Help with Barrel Tile Toof
There is an alternative method as an option.
It depends on whether or not all of the tiles are nailed or wired in place.
Lets presume the unlikely scenario. They are all nailed into the battens.
You can lift up the tile enoughg to start the nail getting pulled out of the decking and battens. To be able to lift one tile properly, you will also have to jack up the next tile that rests on the side overlap.
***An easy way to jack up the side adjoining tile and the tiles above the one being replaced, is to utilize several straight claw hammers and slide the claw portion under the one needing to be lifteed, until it get raised up high enough to continue the removal process.***
At this point, you can either try to continue wiggling the tile until the nail lets loose and frees up the tile or you can purchase a slate nail ripper, which is a long flat bar with an arrow shape at the tip, which allows the bar to be slid under the tiles but when pulled backwards, the angles portion of the ripper locks ontom the nail shaft. The handle of the ripping bar has two 90* bends in it and after the tip is locked onto the nail, you strike the vertical portion of the handle with a good wacking hammer blow.
This will shear off the nail at the point of contact.

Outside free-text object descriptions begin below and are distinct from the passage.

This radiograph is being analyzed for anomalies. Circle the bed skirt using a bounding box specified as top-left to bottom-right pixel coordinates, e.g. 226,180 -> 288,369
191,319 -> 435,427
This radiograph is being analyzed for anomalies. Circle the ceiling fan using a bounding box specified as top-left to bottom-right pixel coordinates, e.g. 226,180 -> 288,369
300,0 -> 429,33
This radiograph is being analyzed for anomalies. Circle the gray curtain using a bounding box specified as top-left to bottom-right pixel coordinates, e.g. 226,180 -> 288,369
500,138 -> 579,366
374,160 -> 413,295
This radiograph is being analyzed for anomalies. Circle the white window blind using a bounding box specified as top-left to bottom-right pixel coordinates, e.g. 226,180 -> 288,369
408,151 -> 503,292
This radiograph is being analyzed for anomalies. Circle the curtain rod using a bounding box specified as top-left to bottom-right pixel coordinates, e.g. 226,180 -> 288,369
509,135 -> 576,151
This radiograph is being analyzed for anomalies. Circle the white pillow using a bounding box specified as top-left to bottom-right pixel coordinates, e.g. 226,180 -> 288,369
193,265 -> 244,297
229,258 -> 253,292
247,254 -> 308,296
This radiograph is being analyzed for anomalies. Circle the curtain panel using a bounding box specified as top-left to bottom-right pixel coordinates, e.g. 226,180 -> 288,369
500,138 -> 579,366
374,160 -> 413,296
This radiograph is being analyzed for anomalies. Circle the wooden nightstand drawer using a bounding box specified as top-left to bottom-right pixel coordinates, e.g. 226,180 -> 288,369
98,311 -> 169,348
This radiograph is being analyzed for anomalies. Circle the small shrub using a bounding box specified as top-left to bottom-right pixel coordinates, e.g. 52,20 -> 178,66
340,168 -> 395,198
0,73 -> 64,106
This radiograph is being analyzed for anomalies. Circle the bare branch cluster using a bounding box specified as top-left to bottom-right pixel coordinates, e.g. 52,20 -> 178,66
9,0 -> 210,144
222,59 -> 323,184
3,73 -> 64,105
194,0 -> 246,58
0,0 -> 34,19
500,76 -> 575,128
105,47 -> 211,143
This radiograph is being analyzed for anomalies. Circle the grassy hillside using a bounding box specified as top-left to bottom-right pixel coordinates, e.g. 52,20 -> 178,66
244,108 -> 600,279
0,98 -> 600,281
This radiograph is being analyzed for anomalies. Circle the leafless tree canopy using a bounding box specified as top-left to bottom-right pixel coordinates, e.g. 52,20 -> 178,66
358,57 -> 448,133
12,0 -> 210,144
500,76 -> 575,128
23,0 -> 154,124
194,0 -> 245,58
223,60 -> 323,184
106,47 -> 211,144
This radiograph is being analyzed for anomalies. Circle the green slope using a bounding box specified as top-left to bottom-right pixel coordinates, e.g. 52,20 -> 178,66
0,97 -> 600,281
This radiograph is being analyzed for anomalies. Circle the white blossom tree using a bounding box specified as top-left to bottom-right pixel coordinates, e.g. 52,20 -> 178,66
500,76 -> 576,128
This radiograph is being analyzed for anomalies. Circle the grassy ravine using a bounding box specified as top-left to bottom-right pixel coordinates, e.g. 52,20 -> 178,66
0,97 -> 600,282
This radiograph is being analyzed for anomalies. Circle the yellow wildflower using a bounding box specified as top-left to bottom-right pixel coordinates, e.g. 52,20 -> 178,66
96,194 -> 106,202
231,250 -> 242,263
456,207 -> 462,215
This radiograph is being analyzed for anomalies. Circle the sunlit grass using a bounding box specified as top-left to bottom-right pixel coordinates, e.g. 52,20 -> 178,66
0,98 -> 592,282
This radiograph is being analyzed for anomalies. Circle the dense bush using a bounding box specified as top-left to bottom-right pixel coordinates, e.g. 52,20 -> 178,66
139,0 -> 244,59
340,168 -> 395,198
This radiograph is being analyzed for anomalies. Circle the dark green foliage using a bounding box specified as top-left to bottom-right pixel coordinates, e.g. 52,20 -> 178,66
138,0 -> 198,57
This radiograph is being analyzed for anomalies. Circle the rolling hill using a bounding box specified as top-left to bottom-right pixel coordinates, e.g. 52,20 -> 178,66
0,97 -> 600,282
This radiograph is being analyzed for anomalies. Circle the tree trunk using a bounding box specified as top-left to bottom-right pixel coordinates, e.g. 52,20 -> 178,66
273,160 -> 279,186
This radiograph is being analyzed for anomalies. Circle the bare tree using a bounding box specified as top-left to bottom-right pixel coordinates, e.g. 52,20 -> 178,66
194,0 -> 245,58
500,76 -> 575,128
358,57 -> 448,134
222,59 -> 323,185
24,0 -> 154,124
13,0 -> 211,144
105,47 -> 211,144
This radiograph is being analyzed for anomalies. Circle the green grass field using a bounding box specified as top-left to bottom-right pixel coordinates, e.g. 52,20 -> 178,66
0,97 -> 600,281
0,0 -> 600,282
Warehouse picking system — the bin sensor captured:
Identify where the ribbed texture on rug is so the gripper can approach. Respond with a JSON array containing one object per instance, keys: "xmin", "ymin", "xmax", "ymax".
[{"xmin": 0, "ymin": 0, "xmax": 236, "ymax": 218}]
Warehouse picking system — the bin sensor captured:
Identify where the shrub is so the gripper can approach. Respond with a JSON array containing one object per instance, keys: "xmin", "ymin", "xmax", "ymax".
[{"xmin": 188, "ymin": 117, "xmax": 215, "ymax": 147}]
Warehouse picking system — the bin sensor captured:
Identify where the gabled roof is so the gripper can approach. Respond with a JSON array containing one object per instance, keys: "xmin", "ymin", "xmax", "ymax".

If their are locking hubs under the tile, they will be seated on the wooden batten board and will need to be manipulated so that you can easily slide the tile out of position. This action may require you to also jack up the tiles on the next row above the one you are removing, to relieve the contact commpression pressure from the head of the tile being removed.
Replacing the tiles just go in reverse sequence of the removal process. You will be unable to easily renial the new tile in place, but if proper securement is essential, then you can take on inch wide strips of 24 oz. copper and use copper nails to attach this strip to the decking under the removed tile. Then you leave enough of the "cleat" extending past the bottom butt edge of the tile so that it can be bent upwards verically and also backwards hoeizontally, to create a hanging bracket to ensure the tile does not slide down.
On the few calls I get for tile replacement, I get a minimum of $ 100.00 per tile, not including material costs, for each and every one required to be replaced with a minimum charge of $ 500.00.
You at least owe me a cup of coffee for this little trick.